问题
I have a superclass, which two methods i want to override. Here's my code:
public class MyCustomClass extends SomeSuperClass {
protected MyCustomClass(params) {
super(params);
}
@Override
public void method1() {
super.method1();
/* here goes my code */
}
@Override
public void method2() {
super.method2();
/* here goes my another code */
}
I have some constructor, that passes SomeSuperClass object as a parameter, and what i do next:
MyCustomClass object;
/* now i have object of type SomeSuperClass,
but with my own method1() and method2() */
object = (MyCustomClass) MyCustomClass.item(blahblah);
/* eclipse suggests casting, because MyCustomClass.item()

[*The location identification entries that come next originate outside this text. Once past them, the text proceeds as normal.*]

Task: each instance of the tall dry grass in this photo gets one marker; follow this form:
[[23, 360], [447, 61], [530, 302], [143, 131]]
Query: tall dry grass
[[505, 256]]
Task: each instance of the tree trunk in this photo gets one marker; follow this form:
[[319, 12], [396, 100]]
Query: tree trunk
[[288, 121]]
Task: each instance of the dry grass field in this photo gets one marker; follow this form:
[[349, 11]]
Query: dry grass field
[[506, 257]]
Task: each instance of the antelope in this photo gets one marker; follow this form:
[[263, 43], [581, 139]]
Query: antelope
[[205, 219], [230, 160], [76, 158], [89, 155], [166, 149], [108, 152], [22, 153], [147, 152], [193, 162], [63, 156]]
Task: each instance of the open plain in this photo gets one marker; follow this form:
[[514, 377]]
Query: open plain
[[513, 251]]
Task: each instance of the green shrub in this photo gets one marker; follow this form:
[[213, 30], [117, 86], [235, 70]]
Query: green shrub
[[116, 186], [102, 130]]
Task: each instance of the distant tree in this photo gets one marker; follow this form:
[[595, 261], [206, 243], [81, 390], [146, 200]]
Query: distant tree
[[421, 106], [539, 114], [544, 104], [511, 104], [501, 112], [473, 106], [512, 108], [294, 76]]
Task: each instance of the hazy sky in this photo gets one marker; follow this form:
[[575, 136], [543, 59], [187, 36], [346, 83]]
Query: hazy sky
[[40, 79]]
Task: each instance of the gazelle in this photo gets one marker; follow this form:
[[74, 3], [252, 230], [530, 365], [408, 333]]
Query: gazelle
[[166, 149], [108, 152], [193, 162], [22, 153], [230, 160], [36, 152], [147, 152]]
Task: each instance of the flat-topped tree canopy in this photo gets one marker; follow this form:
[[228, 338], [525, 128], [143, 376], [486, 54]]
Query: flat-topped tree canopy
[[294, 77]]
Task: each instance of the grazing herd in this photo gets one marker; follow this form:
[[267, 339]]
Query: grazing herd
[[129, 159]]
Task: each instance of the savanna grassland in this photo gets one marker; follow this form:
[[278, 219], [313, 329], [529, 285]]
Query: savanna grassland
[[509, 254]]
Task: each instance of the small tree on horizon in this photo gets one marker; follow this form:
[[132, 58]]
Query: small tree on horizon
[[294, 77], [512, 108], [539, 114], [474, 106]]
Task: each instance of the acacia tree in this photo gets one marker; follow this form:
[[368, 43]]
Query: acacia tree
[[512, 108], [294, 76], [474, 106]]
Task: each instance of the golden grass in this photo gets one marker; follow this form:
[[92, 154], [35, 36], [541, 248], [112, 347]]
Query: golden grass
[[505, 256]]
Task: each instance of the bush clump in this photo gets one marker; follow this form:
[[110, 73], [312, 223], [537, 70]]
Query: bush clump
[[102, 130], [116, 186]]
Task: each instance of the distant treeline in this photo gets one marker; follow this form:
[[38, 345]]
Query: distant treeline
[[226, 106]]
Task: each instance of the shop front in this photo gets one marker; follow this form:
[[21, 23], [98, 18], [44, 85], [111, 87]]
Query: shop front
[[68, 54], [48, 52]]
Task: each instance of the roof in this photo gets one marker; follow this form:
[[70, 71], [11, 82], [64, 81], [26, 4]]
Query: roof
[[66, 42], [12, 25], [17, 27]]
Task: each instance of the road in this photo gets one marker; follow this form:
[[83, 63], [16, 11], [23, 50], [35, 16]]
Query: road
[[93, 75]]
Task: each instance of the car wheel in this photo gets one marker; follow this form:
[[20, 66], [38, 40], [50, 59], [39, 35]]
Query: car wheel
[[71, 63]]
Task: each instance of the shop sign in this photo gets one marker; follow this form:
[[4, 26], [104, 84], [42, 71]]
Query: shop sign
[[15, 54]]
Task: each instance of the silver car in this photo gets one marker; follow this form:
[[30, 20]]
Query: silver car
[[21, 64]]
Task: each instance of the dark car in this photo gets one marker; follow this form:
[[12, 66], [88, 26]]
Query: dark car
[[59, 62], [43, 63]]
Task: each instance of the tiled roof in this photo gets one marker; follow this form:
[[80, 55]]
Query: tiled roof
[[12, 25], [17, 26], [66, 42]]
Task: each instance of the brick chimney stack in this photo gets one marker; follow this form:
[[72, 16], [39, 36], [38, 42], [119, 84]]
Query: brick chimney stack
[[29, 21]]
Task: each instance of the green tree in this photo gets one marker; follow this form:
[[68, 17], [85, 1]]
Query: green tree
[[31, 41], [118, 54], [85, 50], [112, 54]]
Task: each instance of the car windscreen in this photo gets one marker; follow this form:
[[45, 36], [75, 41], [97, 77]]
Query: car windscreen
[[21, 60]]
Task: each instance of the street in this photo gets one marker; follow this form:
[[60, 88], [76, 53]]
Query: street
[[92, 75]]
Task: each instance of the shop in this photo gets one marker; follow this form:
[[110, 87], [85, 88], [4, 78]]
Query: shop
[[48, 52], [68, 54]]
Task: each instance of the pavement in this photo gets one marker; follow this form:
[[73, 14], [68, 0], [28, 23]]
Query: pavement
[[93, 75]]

constructor still returns SomeSuperClass object */
otherobject = OtherConstructor.object(object);
//OtherConstructor passes SomeSuperClass object
That seems to be right, but i'm getting java.lang.ClassCastException in SomeSuperClass while executing.
if i create SomeSuperClassObject, i lose my overriden methods.

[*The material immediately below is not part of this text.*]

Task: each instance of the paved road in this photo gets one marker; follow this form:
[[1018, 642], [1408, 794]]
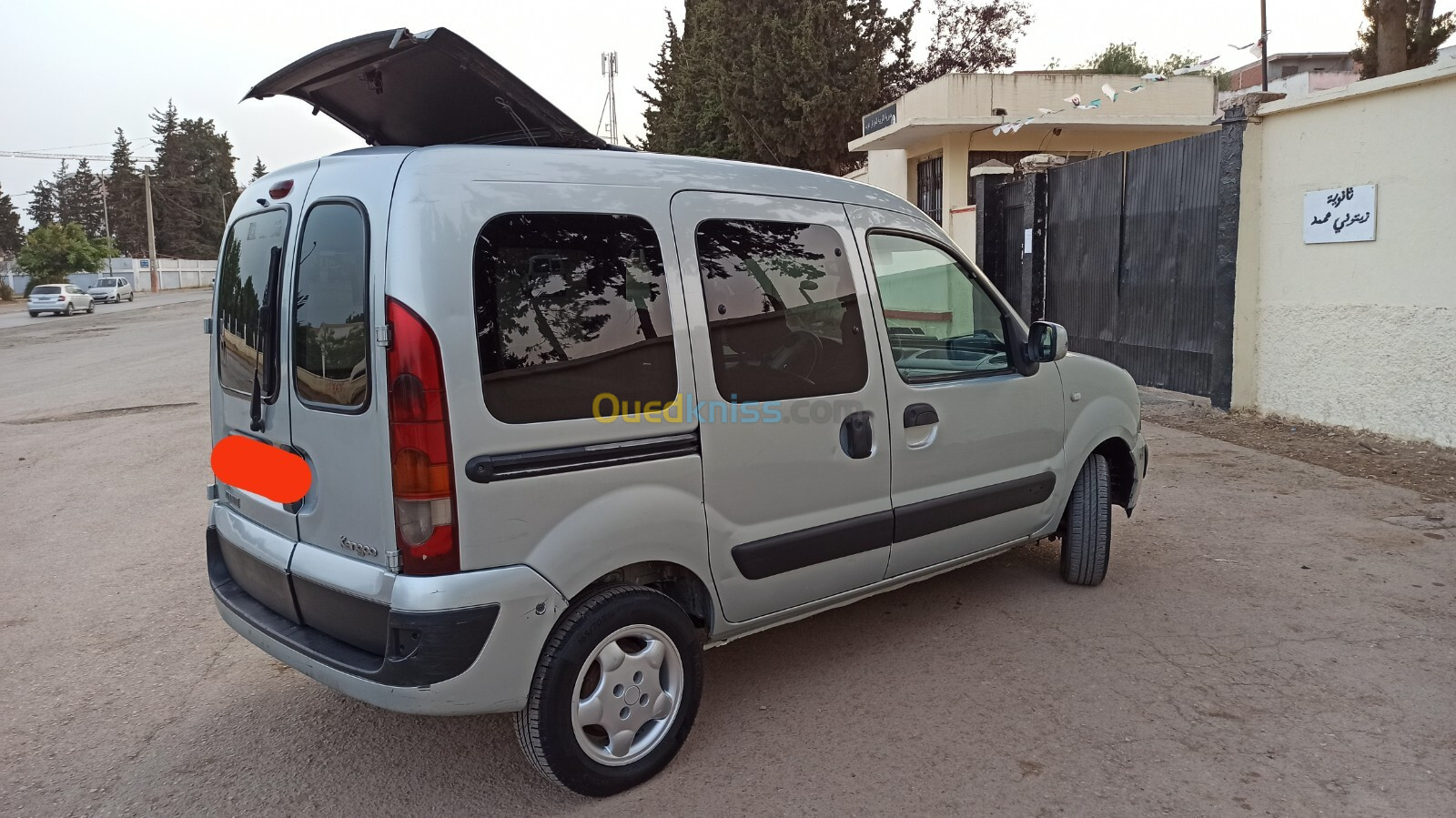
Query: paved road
[[1266, 643], [16, 318]]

With casting, even if there's no errors in eclipse, application crashes. In other words, how i can override SomeSuperClass with my own methods, and still get SomeSuperClass object to use with OtherConstructor? If it is important, this code is for android app.
回答1:
As a general rule, you can cast an instance of a subclass to its parent class:
MyCustomClass object = new MyCustomClass(params);
SomeSuperClass superClass = (SomeSuperClass) object;
However, you cannot cast an instance of a superclass to a subclass:
SomeSuperClass object = new SomeSuperClass(params);
MyCustomClass customClass = (MyCustomClass) object; // throws ClassCastException
This is because a MyCustomClass
object is also a SomeSuperClass
object, but not all SomeSuperClass
objects are MyCustomClass
objects.
You may be able to work around this with certain design patterns. Java itself tends to use the Decorator pattern a lot.
回答2:
From what I see it seems that MyCustomClass.item(blahblah) call returns something different (maybe the parent) than MyCustomClass. Its the only part in te code, where you are casting object...
回答3:
If the item()
method is declared in SomeSuperClass
, I doubt that it is returning an instance of MyCustomClass
. So your cast (MyCustomClass) MyCustomClass.item(blahblah)
would be invalid.
回答4:
looks like problem solved. I tried
object = new MyCustomClass(blahblah);
and it worked. BTW, can somebody explain that?